VERS LA CONSTITUTION D'UNE FILIÈRE POULET EXPORT FRANÇAISE

Si Arnaud Marion n'explique pas les raisons qui conduisent l'actionnaire actuel à étudier d'éventuelles alliances, on peut supposer qu'il cherche à diluer le risque des ventes à l'export dans un ensemble plus diversifié. Arnaud Marion parle d'industriels volaillers, mais aussi de céréaliers. Là encore sans citer de noms. Aucun calendrier ni date n'est fixé. En parallèle, Doux dit œuvrer à la constitution « d'une filière de poulet export française, avec Doux comme élément structurant ». L'autre exportateur de poulets congelés, le Breton Tilly-Sabco, en grandes difficultés aujourd'hui, devrait logiquement faire partie des plans de Doux.

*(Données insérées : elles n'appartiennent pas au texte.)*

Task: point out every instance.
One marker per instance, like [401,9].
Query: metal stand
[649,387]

Une éventualité dont se défend Arnaud Marion. « Non, nous ne sommes pas intéressés par une alliance avec Tilly, mais nous ne nous désintéressons pas de son usine et de ses 300 salariés, avance-t-il pourtant curieusement. Nous avons une expertise, un modèle pour sauver l'entreprise. Mais nous ne le ferons pas seuls, plutôt dans le cadre d'une alliance. »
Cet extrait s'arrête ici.